The press and the attention weren’t there for me. I was just riding the elephant.
But there was one moment at Cannes that changed my life. Unfortunately I can’t explain it in a way that makes sense. I can only try to describe what it felt like.
The night before the premiere of Changeling, the festival arranged for an outdoor screening of Dirty Harry, which Clint would introduce. I arrived to find rows of low-slung chairs set up on a beach facing a movie screen floating on pontoons just offshore. As the sun set, composer Angelo Badalamenti and his musicians took position in front of the screen and began to play music from Twin Peaks.
Sunset in the South of France is a magical experience under any circumstances, but as I sat on the beach, watching the most beautiful sunset I’d ever seen, listen
ing to the kind of music that lends itself to introspection, on the eve of the debut of my first feature film, a profound calmness came over me.

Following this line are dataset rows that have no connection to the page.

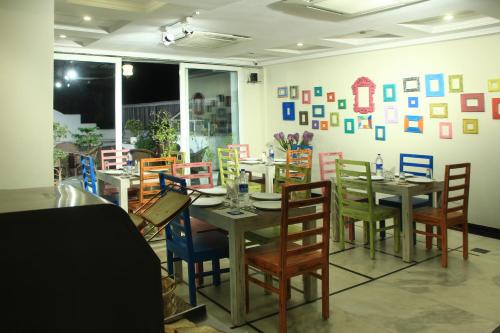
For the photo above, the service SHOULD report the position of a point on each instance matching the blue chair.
(196, 248)
(416, 165)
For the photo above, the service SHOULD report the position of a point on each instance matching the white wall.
(26, 68)
(476, 59)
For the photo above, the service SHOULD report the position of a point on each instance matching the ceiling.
(259, 32)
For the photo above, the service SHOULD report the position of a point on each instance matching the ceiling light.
(448, 17)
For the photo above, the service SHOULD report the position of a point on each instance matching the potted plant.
(134, 126)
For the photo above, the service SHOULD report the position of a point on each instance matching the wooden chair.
(149, 182)
(356, 201)
(416, 165)
(229, 164)
(193, 248)
(113, 158)
(297, 253)
(243, 149)
(453, 213)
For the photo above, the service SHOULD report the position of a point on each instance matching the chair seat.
(267, 257)
(395, 201)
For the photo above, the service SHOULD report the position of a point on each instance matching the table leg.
(407, 213)
(237, 276)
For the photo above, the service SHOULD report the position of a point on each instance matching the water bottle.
(243, 186)
(379, 166)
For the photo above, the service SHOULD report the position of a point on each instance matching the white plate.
(208, 201)
(265, 196)
(214, 190)
(420, 180)
(267, 205)
(373, 177)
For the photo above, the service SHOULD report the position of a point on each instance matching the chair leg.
(192, 283)
(216, 272)
(428, 239)
(282, 304)
(444, 247)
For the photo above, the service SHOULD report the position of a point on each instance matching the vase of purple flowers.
(286, 142)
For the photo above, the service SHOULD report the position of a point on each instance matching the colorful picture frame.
(365, 122)
(363, 82)
(323, 125)
(391, 114)
(438, 110)
(495, 108)
(334, 119)
(330, 97)
(306, 96)
(318, 111)
(434, 85)
(470, 126)
(445, 130)
(411, 84)
(414, 124)
(349, 126)
(455, 83)
(413, 102)
(472, 102)
(341, 104)
(389, 92)
(288, 110)
(318, 91)
(494, 85)
(380, 133)
(303, 118)
(282, 92)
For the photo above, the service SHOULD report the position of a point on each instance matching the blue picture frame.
(389, 92)
(429, 78)
(413, 102)
(318, 91)
(349, 126)
(380, 133)
(318, 111)
(288, 109)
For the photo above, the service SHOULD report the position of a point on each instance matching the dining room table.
(406, 190)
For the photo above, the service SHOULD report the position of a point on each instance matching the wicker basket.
(169, 303)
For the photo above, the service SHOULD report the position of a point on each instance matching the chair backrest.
(150, 184)
(229, 163)
(243, 149)
(308, 213)
(456, 190)
(327, 164)
(355, 196)
(113, 158)
(88, 173)
(194, 173)
(416, 164)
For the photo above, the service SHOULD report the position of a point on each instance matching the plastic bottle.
(243, 186)
(379, 165)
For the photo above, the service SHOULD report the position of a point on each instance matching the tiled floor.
(382, 295)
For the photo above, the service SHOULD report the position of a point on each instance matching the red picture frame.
(475, 108)
(363, 82)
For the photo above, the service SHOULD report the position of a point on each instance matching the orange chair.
(292, 256)
(453, 213)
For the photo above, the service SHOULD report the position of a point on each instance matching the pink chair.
(243, 149)
(180, 170)
(327, 170)
(113, 158)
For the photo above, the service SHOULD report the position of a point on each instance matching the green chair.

For years I’d been going through my career like a man running for a bus: red-faced and short of breath, hurtling from one job to the next, always afraid of coming up short, trying to convince people that I had what it took to become a writer. During Babylon 5, Patricia Tallman once said, “Whenever I think of you, I always see you with your dukes up, fighting your way out of a corner.”
And there was truth to that. I’d been backed up to the wall so many times that fighting my way out became a lifestyle. It wasn’t just a matter of slugging it out with censors and studio executives; I’d spent my whole life shadowboxing with my past: my family and my father, the bullies who’d tormented me, and the doubters who wanted to see me fail and fall and not get back up again. I didn’t know how not to fight. I was like a boxer, eyes pounded shut, swinging wild, leading with my chin, refusing to surrender an inch of ground, trying to prove something to people who had stopped thinking about me years ago.
But that evening, on the beach at Cannes, I realized that whatever I’d set out to prove, to others but most of all to myself, I’d proven it, or I would not have been sitting on that beach at that moment. Even if I had done nothing before Changeling, the involvement of Clint Eastwood, Ron Howard, and Angelina Jolie assured that this film would live on forever. Factor in the rest of my body of work and finally, for the first time, I knew that the wind would not take away my name. With that knowledge I felt light. Lighter than I had ever felt.
Light enough? I wondered, as a thought came back to me from the child I had once been.
If we want to live forever, we need to learn to fly.
But what if we try and fail? What if we fall off the roof?
We won’t, a voice answered back. Firm. Resolute. The voice of someone I’d known and trusted since I was a child. We won’t fall off the roof. Not this time.
I closed my eyes and saw myself standing up out of the beach chair. Looking off into the infinite horizon, I pulled open my shirt to reveal the symbol I had been carrying in secret for so many years: that symbol, his symbol. Then, digging my toes into the soft sand, I bent slightly at the knees, and pushed off with the barest of efforts, rising into that perfect sunset. The land spun out beneath me as I arced higher, gathering momentum, speeding out of the blue and into the black, until with one last surge I pierced the veil of the atmosphere.